Custody Laws in Virginia

If you’re facing a custody battle, be sure to ensure that custody or guardianship is in your child’s best interest. A deeper understanding of the legal implications will be important. This is why we’ve compiled the Virginia Child Custody Guide to give you the information you need to protect your children’s good interests.

Single guardianship is defined as an organization in which one person is responsible for the care and control of a child and has primary decision – making authority over the child. A guardian parent has the final say in important decisions that affect children who live mainly with either parent. With custody of your child, it’s important to understand the different types of guardianships and custody problems parents face in Virginia. AEUR ™ shared rights and responsibilities in decisions that affect the child. A parent assumes the primary responsibility for the care and control of a child in the custody of another parent or a guardian parent.

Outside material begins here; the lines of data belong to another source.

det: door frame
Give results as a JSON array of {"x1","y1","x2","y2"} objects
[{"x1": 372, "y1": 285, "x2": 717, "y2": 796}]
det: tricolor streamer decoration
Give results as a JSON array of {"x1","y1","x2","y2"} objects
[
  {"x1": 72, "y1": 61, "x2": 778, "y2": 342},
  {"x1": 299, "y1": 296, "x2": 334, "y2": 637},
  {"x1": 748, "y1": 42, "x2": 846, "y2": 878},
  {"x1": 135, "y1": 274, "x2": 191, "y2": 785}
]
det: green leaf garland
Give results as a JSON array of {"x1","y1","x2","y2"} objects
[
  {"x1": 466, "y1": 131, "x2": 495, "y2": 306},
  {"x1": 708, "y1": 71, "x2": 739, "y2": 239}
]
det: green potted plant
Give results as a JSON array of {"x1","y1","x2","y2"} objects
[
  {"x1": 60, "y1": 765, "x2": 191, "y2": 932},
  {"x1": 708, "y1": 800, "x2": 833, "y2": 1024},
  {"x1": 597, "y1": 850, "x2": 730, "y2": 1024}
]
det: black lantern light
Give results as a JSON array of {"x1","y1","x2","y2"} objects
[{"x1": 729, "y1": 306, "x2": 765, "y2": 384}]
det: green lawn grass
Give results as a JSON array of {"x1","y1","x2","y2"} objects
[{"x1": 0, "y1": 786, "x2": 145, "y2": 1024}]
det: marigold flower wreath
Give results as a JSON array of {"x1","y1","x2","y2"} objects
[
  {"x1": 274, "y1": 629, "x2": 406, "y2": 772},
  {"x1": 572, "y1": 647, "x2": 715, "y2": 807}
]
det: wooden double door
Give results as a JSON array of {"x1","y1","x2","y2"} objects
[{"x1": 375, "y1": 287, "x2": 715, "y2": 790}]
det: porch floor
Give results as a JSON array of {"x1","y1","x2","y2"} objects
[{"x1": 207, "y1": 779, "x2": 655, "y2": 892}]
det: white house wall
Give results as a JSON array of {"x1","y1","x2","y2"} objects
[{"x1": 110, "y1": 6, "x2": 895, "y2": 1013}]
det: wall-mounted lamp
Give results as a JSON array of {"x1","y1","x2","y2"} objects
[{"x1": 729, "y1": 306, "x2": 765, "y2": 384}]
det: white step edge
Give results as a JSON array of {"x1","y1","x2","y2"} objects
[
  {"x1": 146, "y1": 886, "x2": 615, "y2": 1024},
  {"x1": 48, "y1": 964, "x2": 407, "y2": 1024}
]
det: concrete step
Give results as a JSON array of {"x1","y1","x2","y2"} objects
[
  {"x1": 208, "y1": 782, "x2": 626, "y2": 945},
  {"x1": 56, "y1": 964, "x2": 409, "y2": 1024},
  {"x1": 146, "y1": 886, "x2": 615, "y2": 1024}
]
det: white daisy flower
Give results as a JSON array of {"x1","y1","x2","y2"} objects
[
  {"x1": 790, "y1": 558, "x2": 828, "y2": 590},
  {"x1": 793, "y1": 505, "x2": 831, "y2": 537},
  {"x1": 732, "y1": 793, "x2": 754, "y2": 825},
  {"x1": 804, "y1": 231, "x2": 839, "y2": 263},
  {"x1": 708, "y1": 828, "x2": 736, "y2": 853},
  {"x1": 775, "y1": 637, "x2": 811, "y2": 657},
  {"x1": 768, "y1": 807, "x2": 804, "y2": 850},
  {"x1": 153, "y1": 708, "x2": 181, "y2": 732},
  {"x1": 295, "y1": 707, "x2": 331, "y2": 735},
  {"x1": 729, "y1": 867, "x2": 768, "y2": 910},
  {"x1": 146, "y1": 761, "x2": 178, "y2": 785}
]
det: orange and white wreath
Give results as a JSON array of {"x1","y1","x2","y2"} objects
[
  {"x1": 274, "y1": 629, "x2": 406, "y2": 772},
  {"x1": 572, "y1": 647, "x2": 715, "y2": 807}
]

The court considers what is in the best interest of the child. Shared custody means (I) provides for joint physical custody, whereby the parent retains the primary responsibility for the care and control of a child and for decisions concerning that child, and (ii) the children’s principal residence, which may be a joint custody agreement where the parents share the Child’s physical custodial care. Under the shared support guidelines, the primary caregiver will typically receive at least 90 days of physical custody of the child. It is therefore important to understand how these days are calculated for the purposes of this 90-day rule. The U.S. Department of Justice’s Joint Custody Guidelines states that the guidelines for joint custody for children apply only to parents who have physical Custodial Care of a child for more than 90 Days. It states that the guidelines for joint maintenance of a child apply to a period of twenty – four hours. This means that if, however, the parent who should have custody for that day or period spends the night with the child and exercises physical custody of the common child, there is a 90-day threshold for the number of days a parent should be having custody during that period. Moreover, parents themselves may agree to apply for guidelines of joint custody over the children after the 90-day threshold is met. If the parents who have physical Custodial Care of children raised for more than 90 days do not use the guideline of “joint custody,” then it does not apply.

The term “divided custody” describes the custody of children who live alternately with one parent and with another parent. If the children live with both parents, then the parent has primary custody and the parents behave in separate custody. Separate guardianship for the purposes of child support is a mechanism by which parents are not to be subject to the same rules and regulations as their respective children.